Reading this book, you can also learn a little more about Texas geography, the Dutch monarchy, people with multiple racial/ethnic backgrounds, drones, mining, Papua New Guinea, welding, gatka (a martial art popular in the Punjab region of India), the border between China and India, falconry (with golden eagles), and Commanches. And this book is set in modern times where everyone has a smartphone and it never has to be broken for the plot to work. Well, okay, once, but it was a weapon that took out all kinds of things.

The pacing was varied. I enjoyed the start--get one person's story, then another person's story, then they intersect. The next third of the book is a bit slow. Then we get another exciting story. And then the dreaded "Eight Months Later." So first I complain about it going too slow, then too fast. Then we get several more stories. And then there is a semi-satisfying ending. I want to know more, but maybe not enough to want a sequel. I like most of the characters. But there are a lot of disturbing things about how people react to things. I liked it but I don't love it.

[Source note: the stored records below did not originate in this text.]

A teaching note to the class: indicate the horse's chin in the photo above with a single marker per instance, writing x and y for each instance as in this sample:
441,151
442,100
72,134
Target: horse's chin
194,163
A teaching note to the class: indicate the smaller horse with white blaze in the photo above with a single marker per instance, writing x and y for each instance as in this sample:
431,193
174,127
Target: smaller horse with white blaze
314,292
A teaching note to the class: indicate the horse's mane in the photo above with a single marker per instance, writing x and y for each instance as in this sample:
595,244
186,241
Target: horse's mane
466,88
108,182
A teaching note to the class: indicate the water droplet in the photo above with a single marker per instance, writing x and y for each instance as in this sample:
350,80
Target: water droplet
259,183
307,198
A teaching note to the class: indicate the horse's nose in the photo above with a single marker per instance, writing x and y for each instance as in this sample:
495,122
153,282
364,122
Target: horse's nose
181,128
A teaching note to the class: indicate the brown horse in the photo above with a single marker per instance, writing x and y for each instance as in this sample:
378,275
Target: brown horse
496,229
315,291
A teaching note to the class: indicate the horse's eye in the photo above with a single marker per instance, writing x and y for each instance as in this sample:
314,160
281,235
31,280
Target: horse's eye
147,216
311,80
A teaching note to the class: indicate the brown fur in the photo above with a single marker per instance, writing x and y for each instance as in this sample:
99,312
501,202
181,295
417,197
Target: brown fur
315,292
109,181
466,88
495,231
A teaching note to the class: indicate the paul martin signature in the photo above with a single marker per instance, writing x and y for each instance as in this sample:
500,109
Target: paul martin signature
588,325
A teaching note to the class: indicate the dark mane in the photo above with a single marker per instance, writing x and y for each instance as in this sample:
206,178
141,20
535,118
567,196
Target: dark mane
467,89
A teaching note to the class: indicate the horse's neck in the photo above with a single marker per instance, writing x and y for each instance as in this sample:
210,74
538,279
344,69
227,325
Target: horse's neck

It was weird to be reading this at the same time as Douglas Adams's Mostly Harmless because this book starts with a jet practically in space and with wild pigs taking over the landscape and the world is depressing after climate change and the other starts with an earth that still exists but is overrun by wild pigs and is depressing. The scene with the Chinese operative was also surreal in that context. Then it was weird to read it at the same time as Adams's Dirk Gently book, which also features golden eagles.

(Why am I reading so many books at the same time? I'm generally in the middle of three books: one I can read on my iPad in bed at night, one I want to take notes on, and one I can just read in the daylight without needing to take notes.)

Trevor Noah

I also learned that Trevor Noah has a new podcast on Spotify called "Now What?" So I need to look into Spotify.

Reading Challenge Complete

I've finished my library's reading challenge for this year, reading at least one book in each of at least ten categores. And I got a pin for it! But my personal goal is to read at least 3 books in each of all 12 categories, after which I'll give you a summary of what I read.